Ramli memimpin rapat yang dihadiri Menteri Agraria dan Tata Ruang/Kepala Badan Pertanahan Nasional Ferry Baldan, Dirjen Ketenagalistrikan Kementerian ESDM, Jarman, Direktur Utama PT PLN (Persero), Sofyan Basir, perwakilan Kementerian Dalam Negeri, Badan Tenaga Nuklir Nasional, perwakilan Kementerian Kehutanan dan Lingkungan Hidup, Badan Pengkajian dan Penerapan Teknologi.
Menurut dia, jika pembangunan pembangkit listrik 35.000 MW selesai dalam lima tahun, akan ada kelebihan tenaga listrik (excess power) sebesar 21.000 MW.
"PLN akan mengalami kapasitas lebih dari beban puncak hingga 2019 yang menurut perhitungan kami sebesar 74.000 MW yaitu 21.331 MW kapasitas listrik yang tidak terpakai," katanya.
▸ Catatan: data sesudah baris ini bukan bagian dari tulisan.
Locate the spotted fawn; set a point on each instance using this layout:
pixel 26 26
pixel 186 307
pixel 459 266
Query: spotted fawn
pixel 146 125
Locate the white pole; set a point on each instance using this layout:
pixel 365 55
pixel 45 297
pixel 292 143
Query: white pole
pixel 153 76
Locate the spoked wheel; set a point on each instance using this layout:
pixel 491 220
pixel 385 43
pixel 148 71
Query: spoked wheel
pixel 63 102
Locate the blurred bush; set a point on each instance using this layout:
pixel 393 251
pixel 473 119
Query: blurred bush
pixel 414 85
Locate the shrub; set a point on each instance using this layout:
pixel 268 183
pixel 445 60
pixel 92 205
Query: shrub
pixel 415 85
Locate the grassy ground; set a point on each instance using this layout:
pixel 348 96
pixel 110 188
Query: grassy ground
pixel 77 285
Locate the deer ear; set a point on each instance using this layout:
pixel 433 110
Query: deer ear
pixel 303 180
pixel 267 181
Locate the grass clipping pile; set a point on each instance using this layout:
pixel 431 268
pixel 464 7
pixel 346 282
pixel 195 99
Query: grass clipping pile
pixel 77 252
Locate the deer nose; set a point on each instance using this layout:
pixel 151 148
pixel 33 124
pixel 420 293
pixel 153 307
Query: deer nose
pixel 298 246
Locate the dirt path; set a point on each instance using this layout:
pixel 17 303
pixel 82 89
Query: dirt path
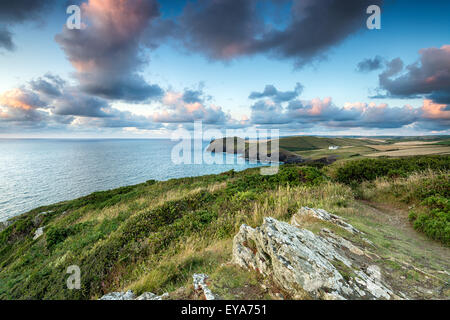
pixel 414 264
pixel 422 251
Ramli melanjutkan, sesuai aturan yang ada, perusahaan listrik itu diharuskan membeli 72 persen dari nilai listrik yang ada, baik nantinya terpakai atau tidak.
"Kalau proyek 35.000 MW betul-betul dilaksanakan 2019, akan melebihi permintaan sehingga PLN wajib beli listrik swasta sebesar tidak kurang dari 10,763 miliar dolar AS pertahun," katanya.
Rizal menambahkan, dalam lima tahun, target yang paling mungkin direalisasikan pemerintah adalah sebesar 16.000 MW hingga 18.000 MW. Jumlah itu dinilai sangat mungkin untuk dapat melayani beban puncak 2019.
Akhirnya, "Setelah kami evaluasi, ternyata yang betul-betul mungkin dan harus dalam lima tahun itu 16.000 MW-18.000 MW, itupun sangat besar. Lainnya masuk lima tahun berikutnya," katanya.